Figure 7—figure supplement 1
IGV screenshots showing examples of peaks consisting of heterogenous RNA fragments extending across protein-coding gene exons.

Gene names are indicated at the top with the length of the gene indicated in parentheses and an arrow below indicating the 5’ to 3’ orientation of the encoded mRNA. IGV coverage plots and alignments are labeled as in Figure 7 with the peak called by MACS2 delineated by the bracketed line with the peak ID number and length indicated below.

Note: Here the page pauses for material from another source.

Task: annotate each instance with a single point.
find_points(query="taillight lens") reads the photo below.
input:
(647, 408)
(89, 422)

The antisense reads in the FTL gene (top right) are discussed further in Figure 13—figure supplement 1 below.

Figure 7—figure supplement 2
IGV screenshots showing examples of peaks consisting of heterogenous RNA fragments mapping to pseudogenes.

Pseudogene names are indicated at the top with the length of the pseudogene indicated in parentheses and an arrow indicating the 5’ to 3’ orientation of the encoded RNA. IGV coverage plots and alignments are labeled as in Figure 7 with the peak called by MACS2 delineated by the bracketed line with the peak ID number and length indicated below. When necessary, reads shown in alignment track were down sampled to maximum of 100 for display.

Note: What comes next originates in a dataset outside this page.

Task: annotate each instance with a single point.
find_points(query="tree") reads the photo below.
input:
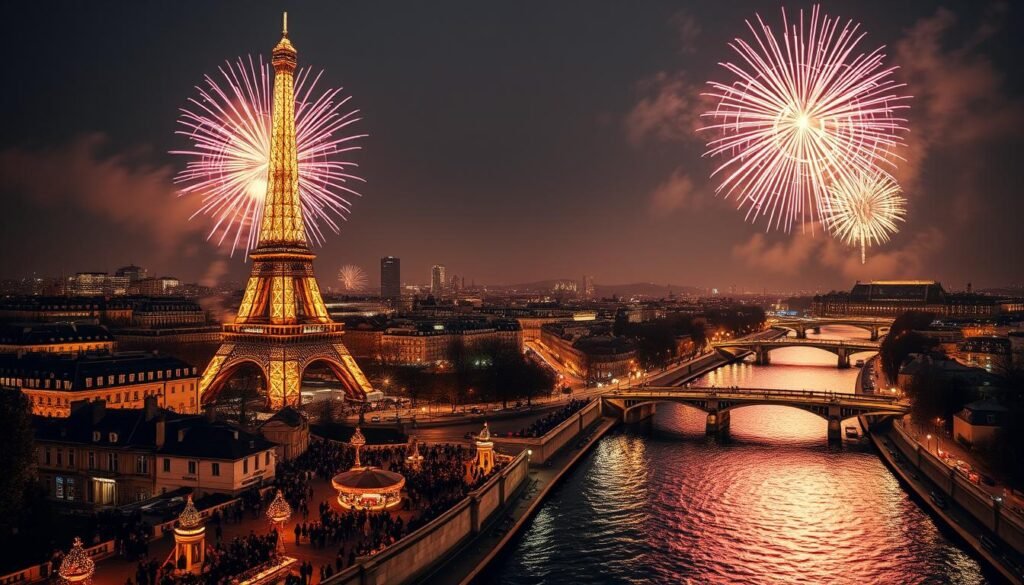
(16, 457)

Figure 7—figure supplement 3
IGV screenshots showing example of peaks mapping to exons or pseudogenes that are comprised of or contain RNA fragments with discrete 5'- and 3'-ends (defined as > 50% of the deduplicated reads having identical 5' and 3' ends).

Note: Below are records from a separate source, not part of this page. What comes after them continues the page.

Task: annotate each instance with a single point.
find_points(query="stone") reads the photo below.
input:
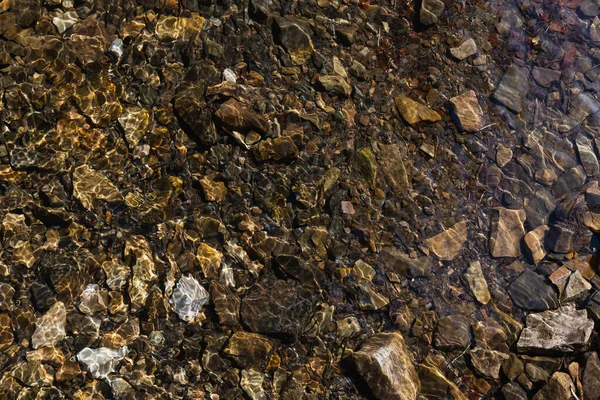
(577, 288)
(591, 376)
(563, 330)
(294, 36)
(188, 298)
(560, 386)
(467, 112)
(531, 292)
(447, 245)
(384, 363)
(512, 88)
(487, 362)
(50, 328)
(466, 49)
(545, 77)
(249, 350)
(414, 112)
(534, 243)
(507, 232)
(477, 283)
(430, 11)
(102, 361)
(275, 306)
(89, 186)
(452, 333)
(335, 84)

Gene names are indicated at the top with the hg19 coordinates of the called peak indicated in parentheses and the arrow below indicating the 5’ to 3’ orientation of the encoded RNA. IGV coverage plots and alignments are labeled as in Figure 7 with the peak called by MACS2 delineated by the bracketed black line with the peak ID number and length indicated below. (A, B) Peaks with discrete 5' and 3' ends that can be folded by RNAfold into secondary structures with ΔG ≤ −12 kcal/mol. In panel B, which shows a pseudogene with multiple called peaks, the predicted secondary structure is that of peak ID#40 (asterisk) for which >50% of the reads have discrete 5' and 3' ends. Other peaks in this category not shown in the Figure were ID#s T19005, T25471, and T38057 (Supplementary file 1). (C, D) Peaks that can be folded by RNAfold into secondary structures with ΔG ≤ −12 kcal/mol that contain segments (red) corresponding to separate shorter RNAs with discrete 5'- and 3'-ends that comprise part of the peak. The most stable predicted secondary structure and its MFE (ΔG) computed by RNAfold are shown below. Other peaks in this category not shown in the Figure were ID#s T3803*, T13916, T20238, T25941, T34313*, and T34462; the peaks marked with asterisks contain discrete short (14–15 nt) RNAs. (E–G) Peaks that cannot be folded by RNAfold into stable secondary structures but are comprised of or contain multiple reads with discrete 5' and 3' ends. NTA/black boxes are non-templated nucleotides added during TGIRT-seq library preparation.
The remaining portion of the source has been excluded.